Eh? That was a bit short. Much shorter than some of the other webchats I've read with celebs.

Also, I'm totally confused as to what his views and policies were. Seemed that he used the usual buzzwords and hoped we'd all nod our heads and agree with him.

Poor show.

Schweetheart · 08/01/2015 22:10

Hang on. I thought you 3-4 years 15hrs funding was supposed to be for access to early years education, not "childcare"?

Bit of a worry that the childcare minister blurred this line himself.

Spirael · 08/01/2015 22:17

The response I received told me everything I need to know. Wink

overandoverand · 08/01/2015 22:34

This reply has been deleted

Message withdrawn at poster's request.

overandoverand · 08/01/2015 22:38

This reply has been deleted

Message withdrawn at poster's request.

IceBeing · 09/01/2015 00:20

hmm boffin I suppose if every SAHP went back to work they could employ the person they displaced from a job as childcare...then there are two people in work instead of one.

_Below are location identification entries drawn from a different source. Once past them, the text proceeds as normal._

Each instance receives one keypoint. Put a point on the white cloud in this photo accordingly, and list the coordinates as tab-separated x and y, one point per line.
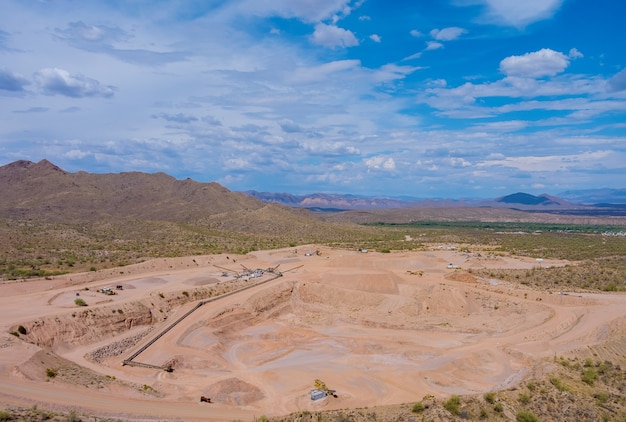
413	56
618	82
519	13
380	163
306	10
447	34
575	54
549	163
332	36
10	81
545	62
54	81
433	45
322	72
392	71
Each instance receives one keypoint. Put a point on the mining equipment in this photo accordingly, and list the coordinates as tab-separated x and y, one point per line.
321	390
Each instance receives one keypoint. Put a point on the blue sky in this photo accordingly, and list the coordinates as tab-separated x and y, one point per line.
433	99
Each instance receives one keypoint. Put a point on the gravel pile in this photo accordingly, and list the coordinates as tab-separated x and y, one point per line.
116	348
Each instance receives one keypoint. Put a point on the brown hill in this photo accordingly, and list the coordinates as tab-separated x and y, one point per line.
43	190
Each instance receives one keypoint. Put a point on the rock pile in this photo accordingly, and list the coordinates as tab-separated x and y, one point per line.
116	348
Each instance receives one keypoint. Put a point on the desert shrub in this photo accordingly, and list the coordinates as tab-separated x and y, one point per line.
526	416
558	384
453	405
589	376
524	398
490	397
601	397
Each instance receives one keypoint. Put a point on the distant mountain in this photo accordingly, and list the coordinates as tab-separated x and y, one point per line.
543	200
595	196
338	202
43	190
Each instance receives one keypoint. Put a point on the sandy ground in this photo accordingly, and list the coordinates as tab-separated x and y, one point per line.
377	328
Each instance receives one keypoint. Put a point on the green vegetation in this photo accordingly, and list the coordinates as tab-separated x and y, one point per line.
490	397
526	416
453	405
417	407
38	248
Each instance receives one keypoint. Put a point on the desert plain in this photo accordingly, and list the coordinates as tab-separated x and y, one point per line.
379	328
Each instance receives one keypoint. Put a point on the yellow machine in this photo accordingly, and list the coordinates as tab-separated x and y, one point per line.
321	386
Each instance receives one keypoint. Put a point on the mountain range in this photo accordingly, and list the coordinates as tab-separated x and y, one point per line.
44	189
609	203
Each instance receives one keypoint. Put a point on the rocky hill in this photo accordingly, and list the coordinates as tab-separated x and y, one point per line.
43	190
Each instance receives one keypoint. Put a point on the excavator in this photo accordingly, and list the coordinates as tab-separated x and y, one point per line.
321	386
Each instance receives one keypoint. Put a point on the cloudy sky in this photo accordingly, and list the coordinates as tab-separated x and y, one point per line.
426	98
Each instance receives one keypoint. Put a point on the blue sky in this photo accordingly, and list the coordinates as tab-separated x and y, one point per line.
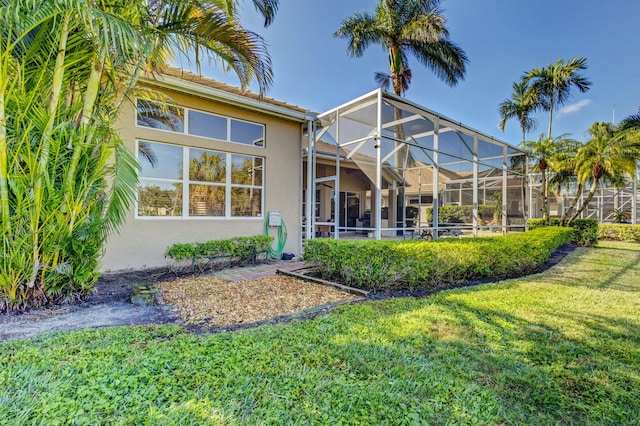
502	38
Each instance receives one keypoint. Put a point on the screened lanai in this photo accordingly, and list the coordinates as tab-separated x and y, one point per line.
384	167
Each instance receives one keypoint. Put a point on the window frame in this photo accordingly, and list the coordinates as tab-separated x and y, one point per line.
185	125
186	183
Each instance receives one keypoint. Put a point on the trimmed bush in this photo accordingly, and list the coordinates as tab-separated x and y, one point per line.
460	214
374	265
585	230
619	232
234	251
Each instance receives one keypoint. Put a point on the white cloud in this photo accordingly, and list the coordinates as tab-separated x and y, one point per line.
575	107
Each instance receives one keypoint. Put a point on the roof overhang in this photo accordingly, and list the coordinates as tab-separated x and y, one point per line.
233	99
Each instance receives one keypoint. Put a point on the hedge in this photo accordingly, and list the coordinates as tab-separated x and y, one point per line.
233	251
585	230
619	232
374	265
452	213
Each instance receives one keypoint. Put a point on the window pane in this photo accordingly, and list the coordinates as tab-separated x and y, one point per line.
247	133
207	125
160	116
243	170
159	198
206	200
258	171
159	160
207	166
246	202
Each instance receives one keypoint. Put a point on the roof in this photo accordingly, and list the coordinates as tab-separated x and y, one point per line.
188	82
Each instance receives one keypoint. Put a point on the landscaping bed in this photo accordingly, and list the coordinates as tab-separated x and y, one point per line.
210	302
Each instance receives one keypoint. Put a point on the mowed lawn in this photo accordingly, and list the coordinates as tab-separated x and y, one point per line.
561	347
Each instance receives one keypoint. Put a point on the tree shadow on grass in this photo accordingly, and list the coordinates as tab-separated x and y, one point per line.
512	369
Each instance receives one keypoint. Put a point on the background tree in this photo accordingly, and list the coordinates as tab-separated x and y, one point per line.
519	106
610	156
552	85
66	178
403	28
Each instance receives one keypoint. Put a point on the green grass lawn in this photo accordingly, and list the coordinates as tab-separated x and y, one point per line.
561	347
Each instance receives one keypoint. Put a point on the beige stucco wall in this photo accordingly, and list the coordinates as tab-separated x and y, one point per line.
142	242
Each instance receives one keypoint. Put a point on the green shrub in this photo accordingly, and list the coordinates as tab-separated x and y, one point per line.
376	265
237	250
460	214
585	230
619	232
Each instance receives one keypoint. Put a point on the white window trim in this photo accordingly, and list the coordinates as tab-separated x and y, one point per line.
186	182
185	127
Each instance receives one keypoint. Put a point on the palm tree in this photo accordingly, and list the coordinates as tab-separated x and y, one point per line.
553	84
520	106
630	122
544	153
405	27
610	156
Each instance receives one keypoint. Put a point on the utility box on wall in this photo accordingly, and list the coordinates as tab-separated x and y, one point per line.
275	218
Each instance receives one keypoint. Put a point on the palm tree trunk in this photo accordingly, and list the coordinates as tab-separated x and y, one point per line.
4	184
43	161
585	203
573	204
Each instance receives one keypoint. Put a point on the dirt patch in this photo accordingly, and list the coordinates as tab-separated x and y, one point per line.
201	303
212	302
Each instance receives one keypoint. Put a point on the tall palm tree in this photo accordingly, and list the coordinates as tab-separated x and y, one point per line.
543	152
403	28
553	84
66	178
610	156
519	106
630	122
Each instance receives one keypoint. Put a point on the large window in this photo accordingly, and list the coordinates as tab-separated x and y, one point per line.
178	181
198	123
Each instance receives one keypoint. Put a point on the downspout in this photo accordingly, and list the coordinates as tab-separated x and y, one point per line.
378	141
310	197
476	215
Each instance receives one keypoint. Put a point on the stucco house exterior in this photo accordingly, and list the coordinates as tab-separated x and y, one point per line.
226	160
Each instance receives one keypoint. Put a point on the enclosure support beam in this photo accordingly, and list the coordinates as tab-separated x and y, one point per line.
634	197
378	233
436	176
475	186
504	190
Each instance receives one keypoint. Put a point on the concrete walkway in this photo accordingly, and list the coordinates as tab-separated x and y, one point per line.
241	273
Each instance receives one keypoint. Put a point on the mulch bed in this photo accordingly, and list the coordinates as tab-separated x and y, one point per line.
208	301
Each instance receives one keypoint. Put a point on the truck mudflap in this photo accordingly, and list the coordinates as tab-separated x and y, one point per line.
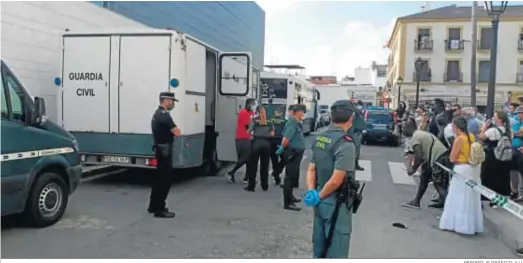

Economics is most puzzling in the way one can make work/money out of thin air.

So I can see how the government benefits from the parent displaces young person only to employ them as childcare model coz they basically get to tax the original jobs pay twice...but it doesn't really help either of the 'workers'

The money being payed out is the same but now both people are working instead of one. and sharing the original paycheck.

In particular the parent is getting a very shite deal.

We should rebel!

IceBeing · 09/01/2015 00:27

Of course the flip side is that parents returning to work only to see their salary disappear on childcare aren't actually getting that raw a deal at all.

Before they went back to work they were doing full time childcare for free. Afterwards they are working full time for free.

The real problem that parents have is the actual children and their need to be looked after. That surely is part of making the decision to have children though?

Tanith · 09/01/2015 07:58

I presume the Bolton childminder Sam Gyimah mentioned was from the new St. Bede academy agency.

However, my LA offers exactly the same kind of support for free - at the moment. Their support was even better before funding was cut, mind you.

There are just a few differences.

The pre-inspection support my LA offers is for an OFSTED inspection. St. Bede's mentions pre-inspection support, but also claims its childminders won't be inspected Confused
No wonder the Minister was confused!

If the childminder is ill, St. Bede's offers an alternative in a nursery Hmm so long as there are places. How very interesting...

And they charge for all this. They don't say how much online. There appears to be a joining charge, with additional support being charged for.
I have seen quotes from other agencies whose joining fee was around £200 a year.

Not a good deal for the childminder, then. Doesn't sound like a good deal for the parent, either. Agency fees will be passed on to them, they'll have a childminder who is visited by the agency rather than independently inspected by OFSTED, and their child will be offered a nursery place (a childcare option they have already rejected) as emergency care.

Cherrypi · 09/01/2015 10:32

He's just been on woman's hour reading out the party line. It's a waste of time them trying to talk to the public if they just repeat briefings and don't answer the questions. 20‰ off expensive childcare is still expensive.